ROX-17469: implemented sli/alerts for central api latencies #117

pepedocs · 2023-07-20T09:31:44Z

What: Implemented SLI/SLO/Alerts for Central HTTP/GRPC APIs latencies.

The implementation is as follows:

SLIs

A static SLI rule central:xxx:rate10m:p90:sli is created for the 1h and 28d window per API mainly for the error budget exhaustion alerts mentioned below.
SLIs for monitoring purposes can be simply derived from this SLI if desired.

Alerts

An error budget exhaustion/consumption alert is created per threshold (e.g. 90%, 70%, 50%) per API.
An error budget burn rate alert with threshold 50% is created per API.

Additional Info

Alerts will ignore SLIs that do not have enough samples so it won't fire for new central instances.
Long-running GRPC APIs are ignored from the SLI.
Some of the HTTP API paths are ignored from the SLI due to the fact that they do not meet the < 100ms criteria for most of the time. We can either include them and increase the 100ms threshold to 400ms as I've seen them reach 300ms+ or create another SLI for them. I prefer the first option if desired.

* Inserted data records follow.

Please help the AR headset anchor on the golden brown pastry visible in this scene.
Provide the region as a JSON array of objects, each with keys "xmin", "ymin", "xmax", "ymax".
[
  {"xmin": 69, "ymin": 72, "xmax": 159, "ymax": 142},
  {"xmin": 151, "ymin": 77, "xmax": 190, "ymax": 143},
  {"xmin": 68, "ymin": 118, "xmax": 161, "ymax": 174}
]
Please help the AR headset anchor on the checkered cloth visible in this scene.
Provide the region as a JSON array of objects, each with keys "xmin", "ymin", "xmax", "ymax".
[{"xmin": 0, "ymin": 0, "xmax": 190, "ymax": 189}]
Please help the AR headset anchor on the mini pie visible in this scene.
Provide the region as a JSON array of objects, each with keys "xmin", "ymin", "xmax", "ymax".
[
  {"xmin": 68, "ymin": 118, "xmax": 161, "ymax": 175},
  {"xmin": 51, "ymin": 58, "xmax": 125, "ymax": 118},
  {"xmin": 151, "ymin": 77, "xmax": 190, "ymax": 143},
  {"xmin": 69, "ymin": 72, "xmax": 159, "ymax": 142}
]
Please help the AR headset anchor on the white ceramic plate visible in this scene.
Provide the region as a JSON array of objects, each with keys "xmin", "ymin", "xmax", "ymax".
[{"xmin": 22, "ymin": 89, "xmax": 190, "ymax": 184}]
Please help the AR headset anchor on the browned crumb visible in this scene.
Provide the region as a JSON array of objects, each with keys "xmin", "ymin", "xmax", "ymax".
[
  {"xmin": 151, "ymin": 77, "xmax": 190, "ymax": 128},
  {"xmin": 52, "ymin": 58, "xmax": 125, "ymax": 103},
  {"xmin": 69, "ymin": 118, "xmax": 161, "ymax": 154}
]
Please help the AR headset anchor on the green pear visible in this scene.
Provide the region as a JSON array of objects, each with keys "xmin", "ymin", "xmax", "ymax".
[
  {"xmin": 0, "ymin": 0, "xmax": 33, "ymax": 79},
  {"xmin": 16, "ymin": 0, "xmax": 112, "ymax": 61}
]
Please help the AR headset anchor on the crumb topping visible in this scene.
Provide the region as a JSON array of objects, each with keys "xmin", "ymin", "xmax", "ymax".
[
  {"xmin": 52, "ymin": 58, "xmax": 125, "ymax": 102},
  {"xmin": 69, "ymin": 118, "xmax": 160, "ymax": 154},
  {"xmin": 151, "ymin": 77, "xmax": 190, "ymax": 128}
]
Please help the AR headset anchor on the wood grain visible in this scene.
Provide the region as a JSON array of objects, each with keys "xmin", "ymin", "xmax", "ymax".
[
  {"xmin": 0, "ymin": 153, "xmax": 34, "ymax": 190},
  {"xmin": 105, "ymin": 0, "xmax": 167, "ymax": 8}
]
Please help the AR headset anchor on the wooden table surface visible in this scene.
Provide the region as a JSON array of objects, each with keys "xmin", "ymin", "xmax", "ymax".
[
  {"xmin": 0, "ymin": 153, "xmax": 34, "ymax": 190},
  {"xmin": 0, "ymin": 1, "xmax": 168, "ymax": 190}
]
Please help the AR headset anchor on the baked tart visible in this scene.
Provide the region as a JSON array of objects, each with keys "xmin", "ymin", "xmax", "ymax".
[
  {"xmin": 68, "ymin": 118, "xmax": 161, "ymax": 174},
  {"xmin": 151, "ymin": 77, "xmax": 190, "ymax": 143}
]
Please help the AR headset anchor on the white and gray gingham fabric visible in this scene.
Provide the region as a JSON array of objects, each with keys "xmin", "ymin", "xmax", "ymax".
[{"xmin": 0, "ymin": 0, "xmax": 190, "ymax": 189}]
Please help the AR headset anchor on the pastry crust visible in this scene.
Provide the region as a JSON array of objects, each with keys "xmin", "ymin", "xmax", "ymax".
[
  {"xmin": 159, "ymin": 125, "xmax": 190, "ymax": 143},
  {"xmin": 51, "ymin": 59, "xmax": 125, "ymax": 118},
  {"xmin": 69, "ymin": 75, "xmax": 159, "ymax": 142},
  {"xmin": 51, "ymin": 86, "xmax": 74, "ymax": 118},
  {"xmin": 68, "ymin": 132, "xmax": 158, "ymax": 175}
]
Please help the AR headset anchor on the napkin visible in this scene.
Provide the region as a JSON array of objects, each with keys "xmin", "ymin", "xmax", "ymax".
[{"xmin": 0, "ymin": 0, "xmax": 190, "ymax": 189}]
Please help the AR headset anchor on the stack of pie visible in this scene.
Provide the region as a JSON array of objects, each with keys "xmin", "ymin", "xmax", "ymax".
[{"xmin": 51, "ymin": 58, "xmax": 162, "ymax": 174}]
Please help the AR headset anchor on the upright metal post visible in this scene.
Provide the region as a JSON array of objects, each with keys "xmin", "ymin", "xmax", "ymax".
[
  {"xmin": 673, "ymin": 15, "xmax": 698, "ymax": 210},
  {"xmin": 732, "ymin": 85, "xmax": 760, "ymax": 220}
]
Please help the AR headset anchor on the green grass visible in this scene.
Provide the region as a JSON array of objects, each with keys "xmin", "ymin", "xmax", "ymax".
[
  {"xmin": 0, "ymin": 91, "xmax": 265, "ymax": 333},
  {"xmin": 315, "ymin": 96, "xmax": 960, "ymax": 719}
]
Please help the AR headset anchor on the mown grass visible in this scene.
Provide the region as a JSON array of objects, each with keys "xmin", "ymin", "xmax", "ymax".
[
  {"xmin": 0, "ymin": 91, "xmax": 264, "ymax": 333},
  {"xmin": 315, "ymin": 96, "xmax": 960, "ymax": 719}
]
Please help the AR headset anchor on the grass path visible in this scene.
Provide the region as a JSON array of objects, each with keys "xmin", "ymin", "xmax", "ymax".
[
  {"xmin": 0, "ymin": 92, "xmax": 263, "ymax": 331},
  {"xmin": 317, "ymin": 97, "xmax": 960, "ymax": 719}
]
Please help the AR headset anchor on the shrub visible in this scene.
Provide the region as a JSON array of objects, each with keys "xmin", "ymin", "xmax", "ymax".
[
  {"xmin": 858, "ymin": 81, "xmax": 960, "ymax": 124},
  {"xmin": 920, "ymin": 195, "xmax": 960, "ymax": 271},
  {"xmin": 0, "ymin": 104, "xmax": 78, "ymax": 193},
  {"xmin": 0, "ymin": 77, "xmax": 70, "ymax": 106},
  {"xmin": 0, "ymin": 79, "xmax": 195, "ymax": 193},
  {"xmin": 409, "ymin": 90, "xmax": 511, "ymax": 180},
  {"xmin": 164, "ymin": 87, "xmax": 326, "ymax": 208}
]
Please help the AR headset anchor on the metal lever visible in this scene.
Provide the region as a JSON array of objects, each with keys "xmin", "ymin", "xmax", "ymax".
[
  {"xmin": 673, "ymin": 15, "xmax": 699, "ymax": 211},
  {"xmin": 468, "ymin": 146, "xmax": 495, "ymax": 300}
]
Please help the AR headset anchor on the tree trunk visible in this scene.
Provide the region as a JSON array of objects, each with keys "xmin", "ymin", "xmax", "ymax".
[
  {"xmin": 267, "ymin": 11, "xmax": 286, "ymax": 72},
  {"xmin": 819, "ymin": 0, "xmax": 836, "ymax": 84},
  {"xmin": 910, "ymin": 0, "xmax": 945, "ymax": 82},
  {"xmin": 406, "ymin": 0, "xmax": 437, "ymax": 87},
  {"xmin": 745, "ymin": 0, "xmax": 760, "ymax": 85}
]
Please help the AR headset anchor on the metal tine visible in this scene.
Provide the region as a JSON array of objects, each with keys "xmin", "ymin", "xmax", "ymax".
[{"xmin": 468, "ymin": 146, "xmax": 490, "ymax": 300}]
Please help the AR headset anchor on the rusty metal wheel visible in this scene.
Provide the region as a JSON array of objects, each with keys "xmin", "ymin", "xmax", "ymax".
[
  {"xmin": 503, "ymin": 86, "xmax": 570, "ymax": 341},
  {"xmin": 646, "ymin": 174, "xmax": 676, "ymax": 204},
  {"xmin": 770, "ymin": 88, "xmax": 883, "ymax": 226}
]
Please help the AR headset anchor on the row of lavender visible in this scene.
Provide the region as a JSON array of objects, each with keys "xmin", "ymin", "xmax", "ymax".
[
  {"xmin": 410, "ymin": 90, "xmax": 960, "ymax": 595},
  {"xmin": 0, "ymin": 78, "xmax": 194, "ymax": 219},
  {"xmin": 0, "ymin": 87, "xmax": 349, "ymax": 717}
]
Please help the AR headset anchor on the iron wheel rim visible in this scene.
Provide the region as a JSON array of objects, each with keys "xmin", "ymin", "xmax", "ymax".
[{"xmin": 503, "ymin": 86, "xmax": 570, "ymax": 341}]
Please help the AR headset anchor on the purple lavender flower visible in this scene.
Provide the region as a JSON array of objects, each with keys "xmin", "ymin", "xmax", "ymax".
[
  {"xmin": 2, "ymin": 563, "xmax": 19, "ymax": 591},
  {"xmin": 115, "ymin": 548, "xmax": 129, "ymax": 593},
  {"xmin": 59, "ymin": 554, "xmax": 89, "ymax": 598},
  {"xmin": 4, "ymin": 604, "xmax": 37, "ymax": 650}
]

path!~"/api/extensions/scannerdefinitions|/api/graphql|/sso/|/|/api/cli/download/"

I have intentionally skipped the GraphQL API latencies as they need to be profiled first before we can create an SLI for them. Looking at the graphs, most of their requests do not even have enough data points therefore making the histogram_quantile query useless. I believe they need to be handled differently, so for now I've left them out for another story/ticket.

Todo for this ticket (waiting for suggestions)

Some of the HTTP API paths are ignored from the SLI due to the fact that they do not meet the < 100ms criteria

Todo for another ticket

Implement GRPC API latency SLI/SLO

@kylape @stehessel Can you please review?

stehessel

Separate SLIs for each API type.

I think this is fine, but we should be careful with increasing the SLI cardinality, otherwise we will end up with a huge matrix of SLI metrics. I agree with skipping the p99 SLI for this reason, although I remember that others felt strongly about these (+ even more like p100 ...).

Alerting

On a more general note, I would like to see the alerting based on error budgets and burn rates - see central:slo:availability:error_budget_exhaustion and central:slo:availability:burnrate1h as examples. I see two strategies on how to achieve that for latency:

Time based SLI

The SLO period (28 days) is divided into time chunks, in which the SLI is either met or violated. This is how we calculate the availability SLI. In the case of availability, it means if the service is determined to be up or down. For latency, we could use 10 minute time chunks similar to what you have defined, and count how much time the SLI is met. This allows us to transcribe the latency into the "9 notation":

99% of the time, the 10 minute latency p90 must be < 100ms. We are currently at 99.5% over the last month. The error budget is at 50%.

As a side note, we could even roll the latency SLI into the availability SLI. The interpretation would be: "If the service latency was too high for the last 10 minutes, it was unavailable." However, I would argue against this because that is not how availability is defined in our SLAs, and it would complicate our metrics definition.

Counter based SLI

We measure p90 over the entire SLO period of 28 days. The transcription would be:

p90 must be < 100ms. We are currently at p90=50ms over the last 28 days. The error budget is at 50%.